The city of Los Angeles is on high alert as two uncontained wildfires, spurred on by a heatwave and gusty winds, reach within 30 km of the suburban towns of Duarte and Azusa forcing evacuations in the area.
Hundreds of firefighters battled raging wildfires in the western United States on Tuesday amid a record-setting heat wave that has claimed at least four lives and triggered evacuations.
More than 600 firefighters and water-dropping helicopters worked to contain two major brush fires that erupted east of Los Angeles on Monday, scorching more than 5,400 acres and forcing about 800 families to flee their homes.
There are fears that the two rapidly growing, uncontrolled wildfires could merge and force even more communities to evacuate their homes, authorities said on Tuesday.
In a statement issued by the US Forest Service, the so-called Fish Fire and the Reservoir Fire, which broke out on Monday in the Angeles National Forest, more than doubled in size overnight, raising fears of an impending inferno.
While the two blazes have not yet merged, they are being handled as one incident, called the San Gabriel Complex Fire.
The Fish Fire, whose cause is under investigation, has grown to 3,000 acres while the Reservoir Fire, which fire officials say was sparked by a car crash, stood at about 2,400 acres, according to figures from the US Forest Service.
The wildfires are a few kilometres apart in parched and windy foothills just northeast of Los Angeles.
"It is a possibility that the two fires would merge," Andrew Mitchell, a spokesman for the team battling the Reservoir Fire said.
More than 800 people were forced to evacuate the area when the fires reached a distance of 32 km northeast of downtown Los Angeles, Mitchell said. The communities nearest the flames include the suburban towns of Duarte and Azusa.

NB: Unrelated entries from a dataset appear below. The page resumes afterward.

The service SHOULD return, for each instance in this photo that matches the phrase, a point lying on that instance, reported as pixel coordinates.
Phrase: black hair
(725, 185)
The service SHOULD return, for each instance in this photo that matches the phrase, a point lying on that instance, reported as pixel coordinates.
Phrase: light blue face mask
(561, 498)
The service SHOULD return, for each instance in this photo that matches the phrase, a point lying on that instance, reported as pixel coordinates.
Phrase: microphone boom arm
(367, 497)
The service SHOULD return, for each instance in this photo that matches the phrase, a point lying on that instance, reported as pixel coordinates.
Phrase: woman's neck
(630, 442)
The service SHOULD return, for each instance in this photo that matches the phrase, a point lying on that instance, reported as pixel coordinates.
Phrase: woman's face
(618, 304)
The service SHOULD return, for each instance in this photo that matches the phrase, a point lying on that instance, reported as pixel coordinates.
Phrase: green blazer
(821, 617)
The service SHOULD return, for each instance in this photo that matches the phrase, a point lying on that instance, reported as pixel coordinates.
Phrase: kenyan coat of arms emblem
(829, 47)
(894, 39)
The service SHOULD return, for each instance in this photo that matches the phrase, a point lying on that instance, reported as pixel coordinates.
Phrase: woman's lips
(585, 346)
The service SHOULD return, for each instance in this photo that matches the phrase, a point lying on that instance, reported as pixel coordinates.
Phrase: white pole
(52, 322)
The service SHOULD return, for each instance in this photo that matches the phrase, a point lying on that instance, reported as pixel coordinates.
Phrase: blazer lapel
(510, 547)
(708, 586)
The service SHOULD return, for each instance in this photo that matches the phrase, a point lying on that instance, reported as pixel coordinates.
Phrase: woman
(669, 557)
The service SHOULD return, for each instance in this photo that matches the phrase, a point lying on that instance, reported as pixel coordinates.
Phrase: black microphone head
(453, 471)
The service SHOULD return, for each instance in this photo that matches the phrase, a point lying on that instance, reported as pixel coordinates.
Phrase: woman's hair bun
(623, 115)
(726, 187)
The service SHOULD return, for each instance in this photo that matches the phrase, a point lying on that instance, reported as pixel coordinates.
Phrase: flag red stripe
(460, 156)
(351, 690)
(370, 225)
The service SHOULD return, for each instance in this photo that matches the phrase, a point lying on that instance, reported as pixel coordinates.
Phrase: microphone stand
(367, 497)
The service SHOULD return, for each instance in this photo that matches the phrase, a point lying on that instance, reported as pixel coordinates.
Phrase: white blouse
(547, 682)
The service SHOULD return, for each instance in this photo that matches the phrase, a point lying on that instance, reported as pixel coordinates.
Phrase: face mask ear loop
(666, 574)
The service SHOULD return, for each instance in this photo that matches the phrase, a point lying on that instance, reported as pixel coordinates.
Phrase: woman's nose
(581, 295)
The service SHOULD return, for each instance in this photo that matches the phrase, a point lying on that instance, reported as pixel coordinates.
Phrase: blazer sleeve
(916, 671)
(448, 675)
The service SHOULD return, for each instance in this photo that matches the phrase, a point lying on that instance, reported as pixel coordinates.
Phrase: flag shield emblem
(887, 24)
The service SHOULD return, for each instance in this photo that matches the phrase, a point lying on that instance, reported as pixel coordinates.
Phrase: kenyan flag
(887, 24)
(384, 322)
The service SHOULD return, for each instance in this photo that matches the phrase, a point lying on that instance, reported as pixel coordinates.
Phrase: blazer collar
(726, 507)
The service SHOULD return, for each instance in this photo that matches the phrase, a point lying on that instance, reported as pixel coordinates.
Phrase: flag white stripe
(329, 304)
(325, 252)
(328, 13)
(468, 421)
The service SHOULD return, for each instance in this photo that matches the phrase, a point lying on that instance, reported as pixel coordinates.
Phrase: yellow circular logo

Overnight, a flank of the Fish Fire crept down a hillside on the east side of Duarte, lapping at brush just beyond some houses before firefighters extinguished the flames, Los Angeles County Fire Chief John Tripp said at a news conference.
"Our big threat today is still that left side of the fire," Tripp said. "That still is a very uncontrolled flank of the fire."
Officials warned more evacuations could be ordered.
California and other southwestern US states have recently experienced intense heat waves leading to a five-year drought. Temperatures have reached more than 40 degrees celsius making the firefighters' ability to try to contain the fire even more challenging.
The National Weather Service Los Angeles has issued a red flag alert for the mountainous region, warning of the danger that a fire can start at anytime and spread rapidly.
Meanwhile, a half-dozen other wildfires burned across California.
In the coastal part of the state, firefighters have made steady progress in handling the so-called Sherpa Fire, a seven-day old blaze northwest of Santa Barbara that has burned nearly 8,000 acres in an area of ranches and campgrounds. That fire is 70 percent contained, according to tracking website InciWeb.gov.
Two states away, the Dog Head Fire in central New Mexico has charred more than 17,000 acres and was 46 percent contained after destroying 24 homes and 21 minor structures soon after it broke out last week.